Count Instances Of String Within String

  • Thread starter Thread starter Derek Hart
  • Start date Start date
D

Derek Hart

Is there an efficient line of code to count the number of instances of one
string within another.

If I have the sentence:
"I want to go to the park, and then go home."
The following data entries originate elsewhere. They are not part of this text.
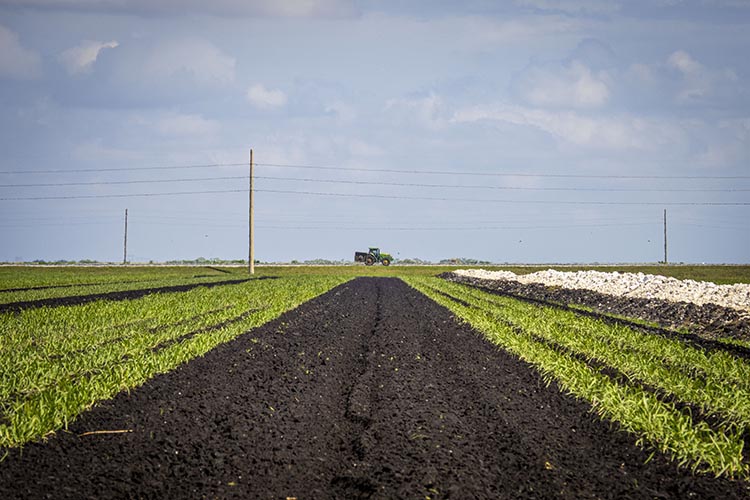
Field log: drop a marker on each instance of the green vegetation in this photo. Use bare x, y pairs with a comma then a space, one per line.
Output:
57, 362
570, 349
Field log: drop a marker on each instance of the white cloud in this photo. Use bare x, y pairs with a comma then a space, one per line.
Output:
698, 81
620, 132
81, 58
261, 97
529, 29
573, 6
285, 8
682, 61
195, 58
186, 125
428, 111
17, 61
574, 85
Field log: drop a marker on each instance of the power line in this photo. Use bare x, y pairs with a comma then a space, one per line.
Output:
378, 196
386, 170
132, 195
107, 183
503, 188
525, 202
122, 169
371, 183
503, 174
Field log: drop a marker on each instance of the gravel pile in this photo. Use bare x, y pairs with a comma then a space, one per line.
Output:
640, 285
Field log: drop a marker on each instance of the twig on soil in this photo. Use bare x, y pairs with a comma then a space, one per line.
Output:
120, 431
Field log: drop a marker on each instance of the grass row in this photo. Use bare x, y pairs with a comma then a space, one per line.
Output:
9, 297
558, 343
57, 362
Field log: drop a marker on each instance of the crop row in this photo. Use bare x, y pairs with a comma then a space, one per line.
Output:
647, 383
76, 290
57, 362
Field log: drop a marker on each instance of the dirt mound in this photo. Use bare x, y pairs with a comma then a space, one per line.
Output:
709, 321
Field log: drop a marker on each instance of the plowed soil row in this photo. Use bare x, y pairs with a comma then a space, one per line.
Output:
74, 300
369, 391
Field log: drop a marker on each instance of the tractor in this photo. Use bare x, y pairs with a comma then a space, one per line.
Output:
372, 256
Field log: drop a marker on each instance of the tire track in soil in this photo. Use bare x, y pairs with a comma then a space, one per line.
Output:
371, 390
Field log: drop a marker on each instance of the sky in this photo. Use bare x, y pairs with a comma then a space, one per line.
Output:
526, 131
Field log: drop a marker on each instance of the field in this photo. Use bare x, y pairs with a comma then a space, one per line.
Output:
354, 382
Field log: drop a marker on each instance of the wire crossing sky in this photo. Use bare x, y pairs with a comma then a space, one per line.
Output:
520, 131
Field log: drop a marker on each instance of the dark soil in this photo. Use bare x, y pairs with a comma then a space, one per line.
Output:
369, 391
122, 295
709, 321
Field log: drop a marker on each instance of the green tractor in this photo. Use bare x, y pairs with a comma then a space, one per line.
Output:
372, 256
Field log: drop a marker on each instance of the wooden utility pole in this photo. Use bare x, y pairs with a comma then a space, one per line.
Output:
125, 243
665, 236
251, 229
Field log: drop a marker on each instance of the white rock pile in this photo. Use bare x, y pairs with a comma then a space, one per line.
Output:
648, 286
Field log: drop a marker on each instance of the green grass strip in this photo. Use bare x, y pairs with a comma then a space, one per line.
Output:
37, 403
656, 423
717, 382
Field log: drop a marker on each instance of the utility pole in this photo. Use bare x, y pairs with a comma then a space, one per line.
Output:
125, 244
251, 250
665, 237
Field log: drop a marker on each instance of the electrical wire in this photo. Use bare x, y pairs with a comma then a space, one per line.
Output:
378, 196
122, 169
107, 183
503, 188
505, 174
374, 183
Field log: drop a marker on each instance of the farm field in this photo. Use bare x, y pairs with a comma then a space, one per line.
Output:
318, 383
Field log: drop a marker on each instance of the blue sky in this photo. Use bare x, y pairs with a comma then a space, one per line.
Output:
519, 131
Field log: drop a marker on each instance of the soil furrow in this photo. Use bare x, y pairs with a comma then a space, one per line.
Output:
369, 391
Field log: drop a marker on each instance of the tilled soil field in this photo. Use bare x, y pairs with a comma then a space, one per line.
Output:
369, 391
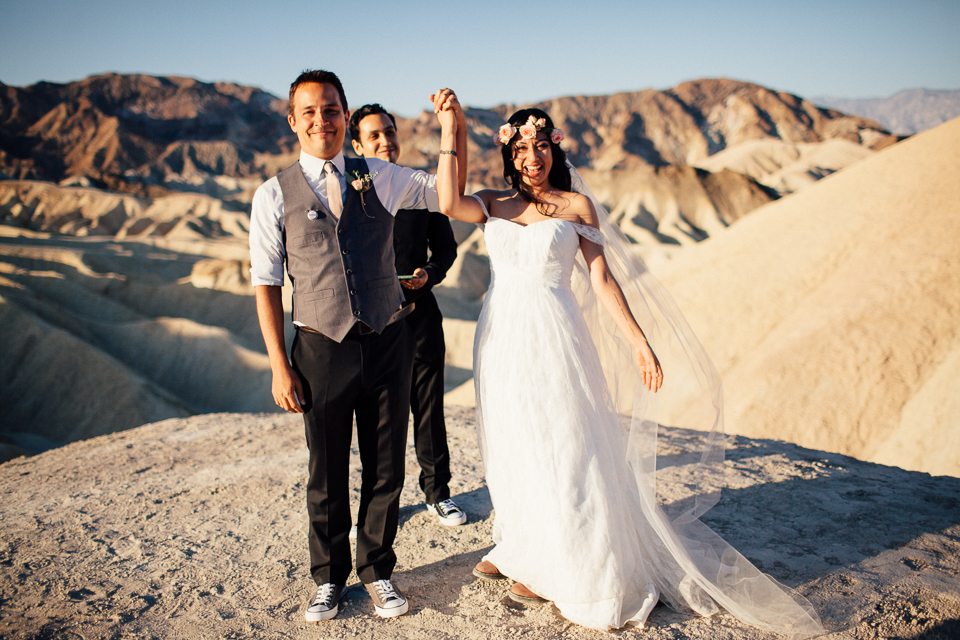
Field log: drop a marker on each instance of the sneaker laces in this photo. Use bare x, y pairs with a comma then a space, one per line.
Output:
448, 506
324, 594
385, 590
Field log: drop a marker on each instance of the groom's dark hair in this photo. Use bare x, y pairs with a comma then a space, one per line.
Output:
363, 112
320, 77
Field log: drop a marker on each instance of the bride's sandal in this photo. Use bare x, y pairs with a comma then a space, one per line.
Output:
520, 593
487, 571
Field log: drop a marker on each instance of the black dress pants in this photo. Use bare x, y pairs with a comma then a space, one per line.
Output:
367, 376
426, 403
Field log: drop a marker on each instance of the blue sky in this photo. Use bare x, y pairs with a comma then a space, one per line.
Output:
397, 53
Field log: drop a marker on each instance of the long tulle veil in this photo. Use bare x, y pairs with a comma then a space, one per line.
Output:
697, 570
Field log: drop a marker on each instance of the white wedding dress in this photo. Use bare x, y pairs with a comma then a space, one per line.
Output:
574, 521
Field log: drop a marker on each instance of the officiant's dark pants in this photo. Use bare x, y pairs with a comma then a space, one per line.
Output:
367, 376
426, 403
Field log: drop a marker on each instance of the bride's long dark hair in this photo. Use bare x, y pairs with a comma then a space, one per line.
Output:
559, 176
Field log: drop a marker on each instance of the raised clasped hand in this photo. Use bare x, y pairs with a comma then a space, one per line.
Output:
445, 103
It would give me a count of 2 for the word "go"

Derek
 
use the string compare method

Dim s As String = "I want to go to the park, and then go home."
MsgBox((String.Compare(s, "go") + 1).ToString & " Occurances of go")

regards

Michel Posseth [MCP]
 
I don't believe there is a way to put it in one line (at least not in
VB.NET, other languages might have a built-in method that does this or
possibly give you the ability to put multiple commands on one line), but
here is a simple loop that does what you want in VB.NET:


Dim teststring As String = "I want to go to the park, and then go home."
Dim i As Integer = -1
Dim stringcount As Integer = 0
While teststring.IndexOf("go", i + 1) <> -1
stringcount += 1
i = teststring.IndexOf("go", i + 1)
End While


You can also write it as a function, which I would strongly suggest if you
plan on doing this more than once:


Public Function CountInstances(ByVal lookfor As String, ByVal lookin As
String) As Integer
Dim stringcount As Integer = 0
Dim i As Integer = -1
While lookin.IndexOf(lookfor, i + 1) <> -1
stringcount += 1
i = lookin.IndexOf(lookfor, i + 1)
End While
Return stringcount
End Function


Writing it as a function will require the few lines of code to write the
function, but after that you can call it from just one line, making your
code simpler to write and debug:


stringcount = CountInstances("go", teststring)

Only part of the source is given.